Se registraron otros armarios y como por parte alguna se hallase ningún arma Potts pidió que el dueño de la hacienda compareciese ante él.
—¡Pero si ya le he dicho que no está! —gritó el capataz—. Se marchó esta noche y aún no ha vuelto.
—Bien…, no hay nada; vámonos —gruñó Potts. Y seguido por sus soldados abandonó el rancho en el momento en que Anselmo Salinas regresaba.
—¿Qué ocurre? —preguntó, alarmado, el joven.
Potts le dirigió una venenosa mirada.
—Recibimos una denuncia acerca de unas armas que tenía usted ocultas y vinimos a hacer un registro.
—¿Trajo la orden del gobernador militar de la plaza? —preguntó, duramente, Salinas.
—No. No se necesita.
—Está usted muy equivocado, capitán, y como sé los derechos que tengo, el comodoro Stockton sabrá lo que ha ocurrido.
—Yo en persona se lo diré —declaró Potts.
—Y yo se lo repetiré. Buenas noches.
Pero Potts disfrutó de todo menos de una buena noche, porque al regresar al fuerte Moore encontró, en su habitación, un paquete dirigido a su nombre. Era largo y pesado. Al deshacerlo, Potts encontró dentro de él un fusil y una nota redactada en los siguientes términos:
Capitán: Ha jugado demasiado con fuego. No siga por ese camino, porque se quemará. Es mi último aviso.

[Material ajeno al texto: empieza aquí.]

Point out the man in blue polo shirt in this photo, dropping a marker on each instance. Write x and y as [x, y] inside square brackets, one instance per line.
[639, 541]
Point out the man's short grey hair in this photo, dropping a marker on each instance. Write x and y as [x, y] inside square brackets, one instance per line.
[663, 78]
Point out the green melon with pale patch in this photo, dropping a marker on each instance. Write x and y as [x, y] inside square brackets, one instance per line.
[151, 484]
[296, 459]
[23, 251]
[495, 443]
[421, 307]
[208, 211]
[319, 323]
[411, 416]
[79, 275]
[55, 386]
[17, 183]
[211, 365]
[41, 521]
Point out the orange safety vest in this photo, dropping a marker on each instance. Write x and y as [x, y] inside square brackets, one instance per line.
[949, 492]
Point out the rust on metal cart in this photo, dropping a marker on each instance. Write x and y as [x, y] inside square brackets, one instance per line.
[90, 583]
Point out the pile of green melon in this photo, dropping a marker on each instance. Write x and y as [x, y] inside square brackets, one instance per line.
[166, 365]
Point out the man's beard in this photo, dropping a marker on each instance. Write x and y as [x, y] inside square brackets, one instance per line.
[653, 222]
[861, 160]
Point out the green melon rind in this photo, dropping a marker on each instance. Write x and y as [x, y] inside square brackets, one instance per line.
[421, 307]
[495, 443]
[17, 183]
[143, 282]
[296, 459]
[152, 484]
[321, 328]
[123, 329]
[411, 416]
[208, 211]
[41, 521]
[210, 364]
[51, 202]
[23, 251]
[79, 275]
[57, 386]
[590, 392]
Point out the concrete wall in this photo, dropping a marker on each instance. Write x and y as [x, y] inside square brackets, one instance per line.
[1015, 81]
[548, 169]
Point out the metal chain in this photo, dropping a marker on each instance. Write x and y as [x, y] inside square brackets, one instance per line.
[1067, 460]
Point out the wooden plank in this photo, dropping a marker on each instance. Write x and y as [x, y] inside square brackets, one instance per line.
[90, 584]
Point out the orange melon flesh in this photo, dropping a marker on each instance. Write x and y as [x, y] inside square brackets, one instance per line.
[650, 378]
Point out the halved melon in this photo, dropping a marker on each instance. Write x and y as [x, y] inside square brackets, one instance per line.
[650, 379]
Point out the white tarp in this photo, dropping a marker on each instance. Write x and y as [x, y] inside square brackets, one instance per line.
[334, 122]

No lo desprecie.
EL COYOTE.
Potts arrugó, furioso, el mensaje, y cogiendo el fusil, que era el mismo que había hecho llevar a casa de Salinas, lo tiró contra su asistente, que se despertó sobresaltado, preguntando a voz en grito si los californianos asaltaban al fuerte; luego, dejándose caer de nuevo en su improvisado lecho, quedó dormido como un tronco, en tanto que Potts, sin sueño, furioso y con los nervios fuera de quicio, paseaba de un lado a otro sin pensar ni por un momento en irse a la cama.
—Te cruzas demasiado en mi camino, Coyote —gruñó—. ¡Y el día en que nos veamos frente a frente te juro que…!
Durante el resto de la noche estuvo madurando su ira contra El Coyote, contra Salinas y contra aquella mujer cuya identidad ya sabía cómo descubrir.